Yours faithfully, Reginald I. Perrin.”
“I love trains. I hate trains. This is a book about trains. This is not a book about trains. It is a little about me. It may be a lot about you. This is a book about the British.”
From the Prologue to Eleven Minutes Late
In the spring of 2007 Matthew Engel finally flipped. After years of getting cross at the vagaries of Britain’s railways he decided he had enough. He wanted to know WHY.
How did the British invent railways, and then go on to run them so badly?
How come the nation was so obsessed with trains – weaned on Thomas the Tank Engine, dotty about preserved steam engines – and yet the system was a national joke?
So he set out to explore. He travelled the country from Penzance to Thurso. And he explored the history of Britain’s bizarre relationship with its trains. He found he was half John Betjeman, revelling in the hidden charms and the eccentricities of the network, and half Victor Meldrew, in a perpetual grump about its wretchedness.
The railways, he concluded, were the ultimate expression of Britishness, representing all the nation’s ingenuity, incompetence, nostalgia, corruption, humour and capacity for suffering.

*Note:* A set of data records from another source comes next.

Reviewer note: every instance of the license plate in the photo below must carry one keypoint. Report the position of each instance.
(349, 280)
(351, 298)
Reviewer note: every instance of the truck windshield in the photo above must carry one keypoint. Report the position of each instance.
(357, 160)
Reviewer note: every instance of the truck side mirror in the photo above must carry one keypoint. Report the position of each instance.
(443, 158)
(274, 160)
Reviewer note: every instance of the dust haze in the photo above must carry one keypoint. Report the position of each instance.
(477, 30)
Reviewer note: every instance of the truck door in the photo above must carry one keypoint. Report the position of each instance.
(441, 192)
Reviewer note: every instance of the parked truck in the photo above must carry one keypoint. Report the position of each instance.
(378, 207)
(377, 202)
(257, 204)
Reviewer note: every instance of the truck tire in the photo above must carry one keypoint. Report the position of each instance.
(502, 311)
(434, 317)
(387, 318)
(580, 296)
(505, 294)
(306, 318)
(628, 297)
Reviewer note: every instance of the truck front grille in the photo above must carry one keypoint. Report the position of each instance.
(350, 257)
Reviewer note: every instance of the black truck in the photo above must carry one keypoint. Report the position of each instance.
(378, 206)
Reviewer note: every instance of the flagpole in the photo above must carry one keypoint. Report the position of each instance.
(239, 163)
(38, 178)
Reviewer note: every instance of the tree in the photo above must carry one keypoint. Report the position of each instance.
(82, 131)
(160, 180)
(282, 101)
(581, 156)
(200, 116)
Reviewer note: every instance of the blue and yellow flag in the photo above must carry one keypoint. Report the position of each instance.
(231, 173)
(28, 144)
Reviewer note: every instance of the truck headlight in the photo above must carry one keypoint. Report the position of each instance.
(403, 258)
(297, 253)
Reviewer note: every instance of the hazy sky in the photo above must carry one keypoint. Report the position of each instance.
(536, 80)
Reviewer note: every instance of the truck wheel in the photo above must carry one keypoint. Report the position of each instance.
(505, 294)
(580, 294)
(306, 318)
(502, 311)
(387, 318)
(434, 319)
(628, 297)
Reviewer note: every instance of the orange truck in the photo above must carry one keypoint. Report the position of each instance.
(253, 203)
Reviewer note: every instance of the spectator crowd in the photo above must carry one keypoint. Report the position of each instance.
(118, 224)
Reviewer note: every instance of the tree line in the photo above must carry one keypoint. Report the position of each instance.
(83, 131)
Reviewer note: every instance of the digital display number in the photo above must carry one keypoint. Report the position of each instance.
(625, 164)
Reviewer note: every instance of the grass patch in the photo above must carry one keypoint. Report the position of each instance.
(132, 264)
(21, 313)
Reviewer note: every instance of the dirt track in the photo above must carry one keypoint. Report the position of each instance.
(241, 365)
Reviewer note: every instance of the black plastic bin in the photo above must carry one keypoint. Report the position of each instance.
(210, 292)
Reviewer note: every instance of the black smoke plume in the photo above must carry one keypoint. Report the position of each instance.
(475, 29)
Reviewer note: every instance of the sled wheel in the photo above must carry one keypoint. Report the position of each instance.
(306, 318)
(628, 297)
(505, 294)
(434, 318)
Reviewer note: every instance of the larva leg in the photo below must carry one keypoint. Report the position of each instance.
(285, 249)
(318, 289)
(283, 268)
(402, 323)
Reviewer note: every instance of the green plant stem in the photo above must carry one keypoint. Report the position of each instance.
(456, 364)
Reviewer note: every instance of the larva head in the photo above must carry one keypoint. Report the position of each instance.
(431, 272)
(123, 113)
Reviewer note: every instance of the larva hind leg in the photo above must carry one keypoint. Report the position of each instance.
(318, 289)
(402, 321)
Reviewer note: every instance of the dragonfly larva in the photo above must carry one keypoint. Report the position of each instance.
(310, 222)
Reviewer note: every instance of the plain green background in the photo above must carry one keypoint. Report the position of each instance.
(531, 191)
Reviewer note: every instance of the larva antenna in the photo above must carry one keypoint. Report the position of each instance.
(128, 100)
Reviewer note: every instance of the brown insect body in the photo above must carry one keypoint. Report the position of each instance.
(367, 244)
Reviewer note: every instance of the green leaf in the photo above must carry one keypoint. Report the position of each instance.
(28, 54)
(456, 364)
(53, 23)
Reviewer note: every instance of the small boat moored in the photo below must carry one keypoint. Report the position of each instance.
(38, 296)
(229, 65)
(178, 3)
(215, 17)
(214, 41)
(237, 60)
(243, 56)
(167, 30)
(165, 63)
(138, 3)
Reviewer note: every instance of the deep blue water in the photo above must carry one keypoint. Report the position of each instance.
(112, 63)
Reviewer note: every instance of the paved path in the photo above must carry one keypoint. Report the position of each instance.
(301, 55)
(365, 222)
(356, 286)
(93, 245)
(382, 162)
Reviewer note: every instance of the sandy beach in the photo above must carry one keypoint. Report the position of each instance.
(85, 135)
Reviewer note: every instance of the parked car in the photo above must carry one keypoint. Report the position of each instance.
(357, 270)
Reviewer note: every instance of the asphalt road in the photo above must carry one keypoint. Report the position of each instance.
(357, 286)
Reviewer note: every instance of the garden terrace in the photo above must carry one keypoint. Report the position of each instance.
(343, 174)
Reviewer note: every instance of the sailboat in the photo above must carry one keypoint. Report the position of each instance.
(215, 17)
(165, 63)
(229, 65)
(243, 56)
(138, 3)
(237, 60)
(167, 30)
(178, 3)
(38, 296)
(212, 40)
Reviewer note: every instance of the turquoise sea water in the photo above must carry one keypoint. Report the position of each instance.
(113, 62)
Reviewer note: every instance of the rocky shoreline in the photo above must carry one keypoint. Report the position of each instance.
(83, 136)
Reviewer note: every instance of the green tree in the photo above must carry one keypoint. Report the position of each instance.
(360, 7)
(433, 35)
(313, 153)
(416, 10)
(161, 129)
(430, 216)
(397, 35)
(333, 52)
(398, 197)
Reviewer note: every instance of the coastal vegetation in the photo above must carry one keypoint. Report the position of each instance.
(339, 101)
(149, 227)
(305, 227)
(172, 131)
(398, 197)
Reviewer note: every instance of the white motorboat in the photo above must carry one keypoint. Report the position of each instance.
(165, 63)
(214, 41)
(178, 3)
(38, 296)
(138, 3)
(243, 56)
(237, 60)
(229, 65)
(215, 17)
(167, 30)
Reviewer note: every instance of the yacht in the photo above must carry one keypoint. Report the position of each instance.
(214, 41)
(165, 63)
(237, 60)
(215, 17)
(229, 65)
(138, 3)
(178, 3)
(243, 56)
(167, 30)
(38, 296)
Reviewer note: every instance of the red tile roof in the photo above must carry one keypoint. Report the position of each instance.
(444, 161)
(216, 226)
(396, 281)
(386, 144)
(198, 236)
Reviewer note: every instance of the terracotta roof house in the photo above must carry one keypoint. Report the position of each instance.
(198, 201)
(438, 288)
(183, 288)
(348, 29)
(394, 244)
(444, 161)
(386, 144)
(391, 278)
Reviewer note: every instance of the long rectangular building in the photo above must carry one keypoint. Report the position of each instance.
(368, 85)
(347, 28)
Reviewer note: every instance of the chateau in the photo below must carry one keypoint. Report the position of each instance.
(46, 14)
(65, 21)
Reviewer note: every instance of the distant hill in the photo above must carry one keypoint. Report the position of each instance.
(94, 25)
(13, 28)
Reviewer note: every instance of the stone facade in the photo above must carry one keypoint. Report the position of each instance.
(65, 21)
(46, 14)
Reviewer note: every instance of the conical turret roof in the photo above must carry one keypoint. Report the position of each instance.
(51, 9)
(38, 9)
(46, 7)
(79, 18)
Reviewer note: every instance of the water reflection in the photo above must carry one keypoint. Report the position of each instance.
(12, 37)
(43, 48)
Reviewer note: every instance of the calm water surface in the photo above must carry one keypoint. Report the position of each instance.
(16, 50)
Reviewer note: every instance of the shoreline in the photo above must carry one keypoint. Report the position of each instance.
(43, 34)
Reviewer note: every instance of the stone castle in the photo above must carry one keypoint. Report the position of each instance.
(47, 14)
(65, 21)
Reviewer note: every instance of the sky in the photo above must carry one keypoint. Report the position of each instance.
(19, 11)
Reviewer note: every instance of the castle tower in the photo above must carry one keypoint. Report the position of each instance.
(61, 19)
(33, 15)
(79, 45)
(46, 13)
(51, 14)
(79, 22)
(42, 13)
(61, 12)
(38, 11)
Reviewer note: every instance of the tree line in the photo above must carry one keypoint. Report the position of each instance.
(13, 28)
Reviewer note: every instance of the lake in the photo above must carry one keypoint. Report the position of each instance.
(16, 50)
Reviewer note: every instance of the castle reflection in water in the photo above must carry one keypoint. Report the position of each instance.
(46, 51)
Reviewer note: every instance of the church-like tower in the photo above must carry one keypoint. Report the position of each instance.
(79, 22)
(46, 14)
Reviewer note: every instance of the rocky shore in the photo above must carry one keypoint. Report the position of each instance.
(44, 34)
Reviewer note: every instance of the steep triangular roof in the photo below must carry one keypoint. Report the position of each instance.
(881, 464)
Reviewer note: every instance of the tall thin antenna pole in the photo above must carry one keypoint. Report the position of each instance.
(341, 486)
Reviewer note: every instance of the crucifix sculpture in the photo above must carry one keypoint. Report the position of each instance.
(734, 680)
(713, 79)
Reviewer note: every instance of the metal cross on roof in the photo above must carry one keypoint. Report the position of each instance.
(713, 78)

Engel-Betjeman found a train still serving afternoon tea with Individual Pots of Strawberry Jam. Engel-Meldrew found it was about to be abolished.
Engel-Betjeman found gorgeous branch lines on perfect summer evenings. Engel-Meldrew was surrounded by mobile phone-shouters, feral teenagers, demoralised staff and mutinous commuters. And he met, beyond question, the rudest man on the railways.
Engel the historian found a pattern of disaster dating back to Day One in 1830, when the politician William Huskisson was killed by a train. From then on, he found it tempting to conclude, the political class has been taking its revenge.
Almost every decision – or more often indecision – taken by British governments since then has turned out to be wrong, he says, except one: the Victorian cock-up that miraculously helped save Britain in two world wars.
He talks to politicians like Sir John Major and John Prescott, railwaymen and experts. Nationalization was a disaster, he concludes. Privatization was a bigger disaster. Labour’s refusal to reverse that decision was worse still. And the demon-figure of Dr Beeching was a disaster too – but not for the reason generally supposed.
He searches literature, art and psycho-sexual textbooks to try to explain why the British are different from other nations, who somehow think the railways are simply a means of transport. Whereas the British managed to transform “trainspotting” from a national craze to an all-purpose insult.
Eleven Minutes Late is a paean of love and a polemic of despair. A eulogy and an elegy. And wonderfully funny. It is published in paperback by Pan.